O presidente da Farsul (Federação da Agricultura do Rio Grande do Sul), Gedeão Pereira, tem outra opinião. Segundo ele, o 2,4-D é de “altíssima qualidade e absolutamente seguro”, por isso não há justificativa para a sua suspensão. No jornal Zero Hora, ele afirma que “as atividades (da soja e da fruticultura) precisam conviver umas com as outras”.

O governo federal também parece acreditar que a ação do 2,4-D é incapaz de provocar danos graves ao ambiente ou ao ser humano.
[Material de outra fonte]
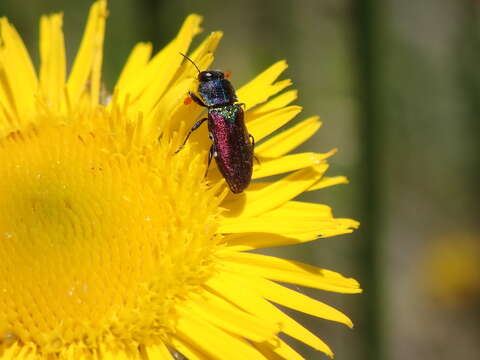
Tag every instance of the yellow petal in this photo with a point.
(290, 271)
(255, 202)
(152, 83)
(329, 181)
(227, 284)
(20, 82)
(278, 350)
(136, 63)
(158, 351)
(52, 61)
(223, 315)
(186, 349)
(292, 227)
(278, 102)
(289, 139)
(297, 301)
(264, 125)
(202, 56)
(214, 342)
(262, 87)
(288, 163)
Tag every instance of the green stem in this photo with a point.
(367, 32)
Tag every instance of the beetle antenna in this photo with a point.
(186, 57)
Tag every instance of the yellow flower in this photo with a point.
(112, 246)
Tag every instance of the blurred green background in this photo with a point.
(397, 86)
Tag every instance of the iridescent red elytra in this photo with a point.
(232, 145)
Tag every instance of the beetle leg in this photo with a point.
(194, 127)
(196, 99)
(253, 147)
(211, 153)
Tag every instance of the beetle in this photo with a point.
(232, 145)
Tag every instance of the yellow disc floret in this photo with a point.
(97, 242)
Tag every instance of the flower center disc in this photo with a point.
(94, 241)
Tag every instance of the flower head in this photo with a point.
(114, 247)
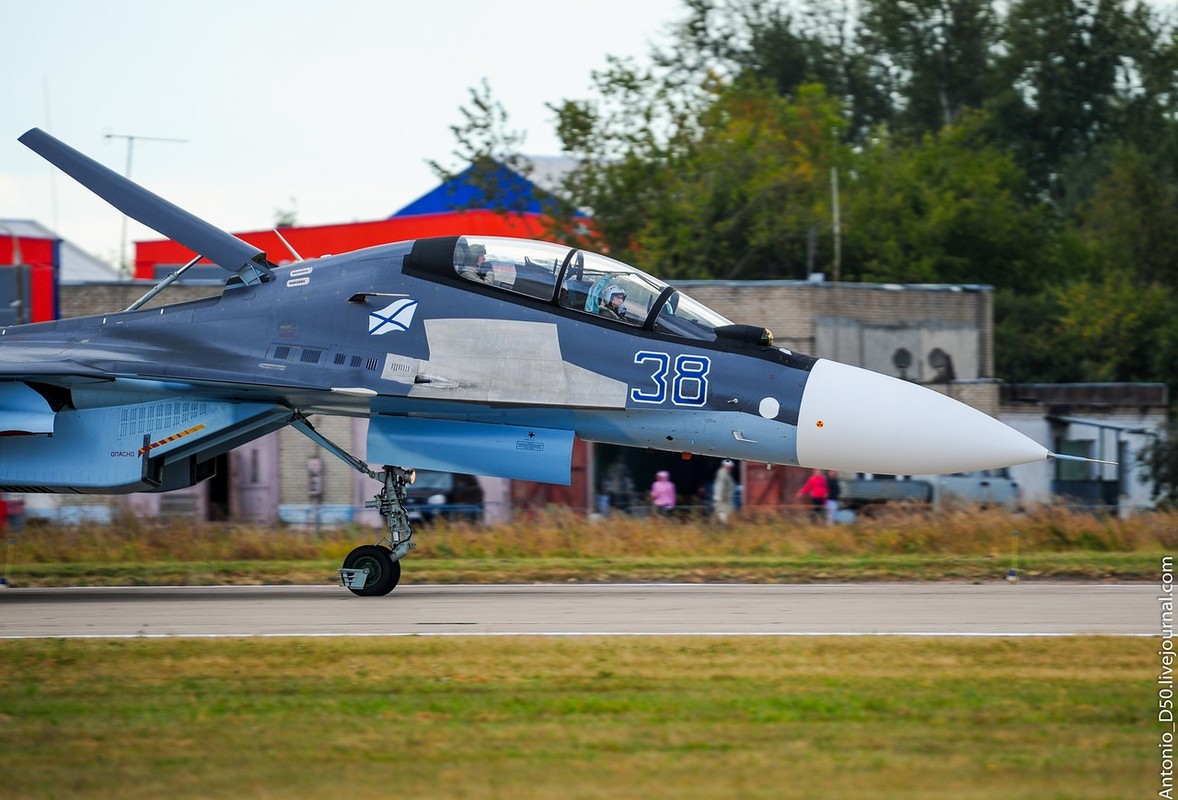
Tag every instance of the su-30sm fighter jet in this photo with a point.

Em abril, o Ministério da Agricultura, Pecuária e Abastecimento (Mapa) lançou mais um ato concedendo novos registros para três formulações do agrotóxico, conforme noticiou o De Olho nos Ruralistas.

Com essa permissão, ele passa a ser comercializado aqui pela empresa chinesa Rainbow Defensivos Agrícolas e pela Dow AgroSciences, dos Estados Unidos, com duas marcas. A pressão para que o pesticida seja mantido no mercado é enorme. Para conseguir seu objetivo, várias empresas e entidades ligadas ao agronegócio se uniram na “Iniciativa 2,4-D”, em defesa do herbicida, com publicidade paga em importantes veículos de comunicação, como o jornal O Estado de S. Paulo.

Enquanto isso, no Rio Grande do Sul, o promotor Saltz aguarda uma posição do governo do estado sobre o agrotóxico em até 30 dias, a contar da data da audiência (23/04). Caso as autoridades não se manifestem, o promotor afirmou que serão tomadas, possivelmente, medidas judiciais, por meio de uma ação civil pública, para proibir o uso do produto. Uma nova audiência sobre o assunto está marcada para hoje, na Assembleia Legislativa do Rio Grande do Sul.